In the sense of science, we also have to admit that, most of the time, he was correct, even when expressed in his unique frankness and sharpness; for example, his sharp criticism on Lysenkoism and “eugenics”. How many of us would be able to confess that at least some of us did go “from the extreme left” (Lysenkoism to give up Mendelism) in the 1950s to “the extreme right” (eugenics to abuse Mendelism) in the 1980s as he criticized?

He did not just simply criticize us; he helped us. Let’s again take it as an example: No matter how he commented on it, he did help us with the translation of the Chinese version of the drafted Provisional Regulations on the Genetic Materials into English very carefully with many valuable and cordial suggestions. Now it could be said that he made great contribution to the English version of the Regulations (Chen and Tai, 1998).

It is also true that he did complain of the “official identification” of his “escaping” in “Li’s Defending Case”.

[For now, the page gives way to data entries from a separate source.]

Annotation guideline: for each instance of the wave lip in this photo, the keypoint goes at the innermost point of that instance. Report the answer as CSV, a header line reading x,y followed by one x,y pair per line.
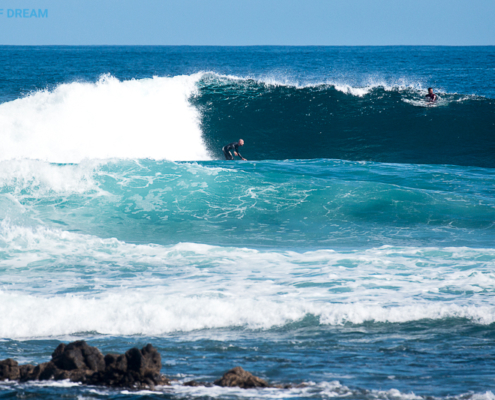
x,y
146,118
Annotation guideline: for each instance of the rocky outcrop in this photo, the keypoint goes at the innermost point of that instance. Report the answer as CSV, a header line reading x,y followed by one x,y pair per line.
x,y
9,369
238,377
136,369
80,362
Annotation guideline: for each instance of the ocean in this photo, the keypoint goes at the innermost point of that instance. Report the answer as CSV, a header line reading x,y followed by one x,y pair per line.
x,y
354,251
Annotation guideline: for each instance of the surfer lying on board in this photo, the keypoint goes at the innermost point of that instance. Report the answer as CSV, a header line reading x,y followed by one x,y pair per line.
x,y
431,97
233,146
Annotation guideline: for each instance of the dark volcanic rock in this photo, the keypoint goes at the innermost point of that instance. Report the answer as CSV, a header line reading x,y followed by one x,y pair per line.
x,y
136,368
240,378
78,355
9,369
80,362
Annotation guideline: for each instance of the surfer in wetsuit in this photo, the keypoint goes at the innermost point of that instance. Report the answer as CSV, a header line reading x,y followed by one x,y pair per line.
x,y
431,97
235,147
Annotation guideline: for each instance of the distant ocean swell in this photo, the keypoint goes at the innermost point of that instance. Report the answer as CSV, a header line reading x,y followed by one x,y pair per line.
x,y
192,117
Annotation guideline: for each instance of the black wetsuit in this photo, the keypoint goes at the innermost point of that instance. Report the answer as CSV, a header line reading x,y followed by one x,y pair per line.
x,y
431,97
232,146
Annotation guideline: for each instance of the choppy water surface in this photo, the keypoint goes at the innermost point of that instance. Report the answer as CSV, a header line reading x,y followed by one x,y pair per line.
x,y
353,252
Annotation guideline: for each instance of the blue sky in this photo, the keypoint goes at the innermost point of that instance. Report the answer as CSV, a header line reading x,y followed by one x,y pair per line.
x,y
250,22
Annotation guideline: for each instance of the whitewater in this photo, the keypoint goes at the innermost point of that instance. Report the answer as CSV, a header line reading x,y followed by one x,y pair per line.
x,y
353,252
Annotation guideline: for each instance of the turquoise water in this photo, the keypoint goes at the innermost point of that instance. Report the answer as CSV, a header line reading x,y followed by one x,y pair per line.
x,y
353,251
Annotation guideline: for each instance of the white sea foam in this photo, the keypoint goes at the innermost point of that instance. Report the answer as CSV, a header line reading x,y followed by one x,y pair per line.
x,y
146,118
42,178
57,283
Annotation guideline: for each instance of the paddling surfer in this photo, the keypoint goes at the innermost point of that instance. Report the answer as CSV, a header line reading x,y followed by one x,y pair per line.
x,y
431,97
233,147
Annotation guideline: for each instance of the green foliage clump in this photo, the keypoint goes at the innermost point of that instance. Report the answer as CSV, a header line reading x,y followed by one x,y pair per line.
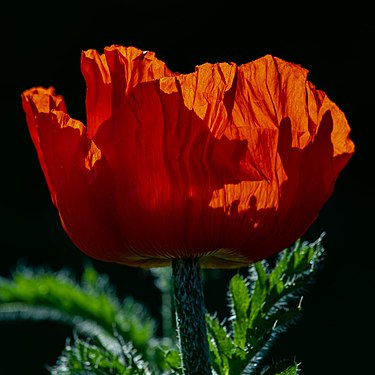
x,y
113,336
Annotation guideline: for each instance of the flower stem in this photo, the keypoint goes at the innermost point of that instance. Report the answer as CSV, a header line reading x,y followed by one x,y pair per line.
x,y
190,316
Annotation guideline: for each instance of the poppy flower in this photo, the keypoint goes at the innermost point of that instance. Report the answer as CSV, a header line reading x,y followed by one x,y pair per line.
x,y
230,163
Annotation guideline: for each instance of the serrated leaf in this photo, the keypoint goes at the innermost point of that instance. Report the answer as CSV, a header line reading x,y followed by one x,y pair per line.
x,y
220,344
87,357
268,306
41,294
240,302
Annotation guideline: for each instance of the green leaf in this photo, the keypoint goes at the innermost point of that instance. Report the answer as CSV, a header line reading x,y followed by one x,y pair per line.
x,y
285,367
240,302
263,306
91,357
41,294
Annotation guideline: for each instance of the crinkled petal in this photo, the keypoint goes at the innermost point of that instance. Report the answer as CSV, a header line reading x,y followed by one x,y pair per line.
x,y
229,163
78,176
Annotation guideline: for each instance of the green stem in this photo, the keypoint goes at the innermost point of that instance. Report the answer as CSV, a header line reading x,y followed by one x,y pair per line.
x,y
190,316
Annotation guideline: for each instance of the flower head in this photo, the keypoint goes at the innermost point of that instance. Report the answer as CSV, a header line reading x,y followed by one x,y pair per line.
x,y
229,163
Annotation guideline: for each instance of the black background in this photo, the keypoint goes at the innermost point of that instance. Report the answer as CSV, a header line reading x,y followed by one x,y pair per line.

In a letter to Mr. Duzhuang Ye in August 1996, he wrote: “I don’t know if this conclusion is included in my personal documents”; “I personally feel that I should be rehabilitated. Even if this year I’m not rehabilitated, next year I’m not rehabilitated, in the end I should be rehabilitated; this should be inevitable”. He also said: “The past is past, the greatest pain in life is ‘separation and death’” (Guo, 2008).

In March 1997, he wrote another letter, as long as 17 pages, recollecting past events to Mr. Duzhuang Ye: “I wrote this letter for two days and fell into tears twice.” “There is a saying that the hero is not tearful, especially for an old man who has been through the vicissitudes of life for 85 years. Written for two days, fell two tears—its grievances, its pain, its sadness, its resentment was really touching (Ye, 1997).

May his soul rest in peace! He will live in our hearts forever.